らくごカフェの9周年トークライブで、談春節さく裂!! 十周年は武道館と後に発表される。
4月/63席
谷津公民館で三三師匠の独演会。ゲストはひまわり先生。この会場は本当にいい。小田原の時代が付いた建物で、
三三らくごが四席も聴ける贅沢!!近所に住んでいることに感謝である。
5月/70席
5月と言えば、「大日本橋亭落語祭」です。2018年も「南湖ラララクイズ」で爆笑させて貰いました。
今年は10連休なので2日とも行く予定です。また、小せん師匠の「汲沢寄席」、この5月が私は最後になりました。
6月/63席
落語芸術協会の新真打の披露目に行きました。夏丸師匠が歌丸直伝の『毬栗』、蘭先生は『鼓ヶ滝』。

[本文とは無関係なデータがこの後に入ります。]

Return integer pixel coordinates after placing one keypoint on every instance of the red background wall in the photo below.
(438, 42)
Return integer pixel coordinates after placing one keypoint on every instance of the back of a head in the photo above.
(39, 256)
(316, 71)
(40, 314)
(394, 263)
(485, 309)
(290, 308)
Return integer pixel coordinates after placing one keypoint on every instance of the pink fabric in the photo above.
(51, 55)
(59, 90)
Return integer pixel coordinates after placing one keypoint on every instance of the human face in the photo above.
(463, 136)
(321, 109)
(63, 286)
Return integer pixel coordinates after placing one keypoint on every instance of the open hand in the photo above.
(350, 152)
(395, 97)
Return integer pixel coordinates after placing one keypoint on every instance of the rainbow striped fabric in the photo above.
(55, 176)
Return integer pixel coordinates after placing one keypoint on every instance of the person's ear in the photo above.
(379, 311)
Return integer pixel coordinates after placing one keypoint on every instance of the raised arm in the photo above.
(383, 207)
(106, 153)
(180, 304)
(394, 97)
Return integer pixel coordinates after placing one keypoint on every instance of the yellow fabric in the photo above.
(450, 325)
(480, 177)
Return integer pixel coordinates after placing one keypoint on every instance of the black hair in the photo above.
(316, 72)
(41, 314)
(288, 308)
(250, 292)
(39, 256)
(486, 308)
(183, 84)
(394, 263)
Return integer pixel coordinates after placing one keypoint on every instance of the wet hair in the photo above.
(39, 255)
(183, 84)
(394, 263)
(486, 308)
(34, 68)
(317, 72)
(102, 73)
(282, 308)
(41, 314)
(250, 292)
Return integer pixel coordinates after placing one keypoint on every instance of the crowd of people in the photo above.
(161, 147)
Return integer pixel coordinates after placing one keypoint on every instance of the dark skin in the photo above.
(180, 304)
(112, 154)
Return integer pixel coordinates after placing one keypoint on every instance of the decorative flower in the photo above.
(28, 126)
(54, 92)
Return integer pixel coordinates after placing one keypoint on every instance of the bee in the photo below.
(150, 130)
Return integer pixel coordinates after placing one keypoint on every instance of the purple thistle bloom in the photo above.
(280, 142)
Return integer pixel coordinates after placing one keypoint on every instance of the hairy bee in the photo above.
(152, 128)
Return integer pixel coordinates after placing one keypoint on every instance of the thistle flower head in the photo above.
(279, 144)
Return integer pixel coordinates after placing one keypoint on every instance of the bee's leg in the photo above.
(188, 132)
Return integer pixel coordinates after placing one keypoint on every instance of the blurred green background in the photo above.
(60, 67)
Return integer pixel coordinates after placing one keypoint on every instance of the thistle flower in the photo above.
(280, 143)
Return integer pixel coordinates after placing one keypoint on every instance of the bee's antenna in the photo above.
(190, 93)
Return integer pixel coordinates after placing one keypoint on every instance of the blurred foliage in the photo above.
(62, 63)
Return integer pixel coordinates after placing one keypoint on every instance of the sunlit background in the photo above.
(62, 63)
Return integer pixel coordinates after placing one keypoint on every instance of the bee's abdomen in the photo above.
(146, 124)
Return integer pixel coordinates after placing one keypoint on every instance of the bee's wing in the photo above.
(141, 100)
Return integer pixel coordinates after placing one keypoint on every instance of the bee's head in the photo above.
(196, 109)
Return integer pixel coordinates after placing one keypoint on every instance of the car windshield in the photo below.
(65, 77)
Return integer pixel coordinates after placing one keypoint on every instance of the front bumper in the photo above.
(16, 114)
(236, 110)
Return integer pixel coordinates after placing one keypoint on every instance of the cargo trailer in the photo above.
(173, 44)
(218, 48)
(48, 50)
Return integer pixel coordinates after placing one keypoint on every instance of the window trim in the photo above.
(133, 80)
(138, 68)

また、なかの小劇場での雲助師匠の『中村仲蔵』が印象に残っております。
7月/38席
極端に少なかった7月。“雲一里”の三人会が実に良い番組でした。雲助/一朝/小里んはバランスが良い。
8月/46席
貞鏡さんが半年ぶりに産休明けで高座復帰された。また、上方落語の桂紋四郎さんを初めて聴く。
9月/74席
白鳥師匠の「落語の仮面祭」が2018年が最後と聞いて二回行った。美内先生ファンと落語ファンの融合が面白い。
二年ぶりくらいにア・クール・ジョア寄席に参加して、石神シェフの料理を堪能しました。
10月/61席
らくごカフェで福太郎を偲ぶ会に参加、ここで、太福さんの『中村仲蔵』を初めて聴く。痺れる。
11月/62席
国本はる乃さんと、神田春陽先生で次郎長傳の「荒神山」を俥読みで聴く。朝練講談会らしい即興コラボだった。
12月/85席
6年続いた日本橋亭名物の朝練講談会が終焉を迎えた。実に残念!ここで聴くようになった若手も多い。
年末の池袋、白鳥師匠の『富Q』の会が凄く盛り上がる。今年も池袋で『富Q』やるそうです。
にぎわい座のカウントダウン寄席、相変わらず、志の輔一門の二つ目は、実にポンコツだと思った。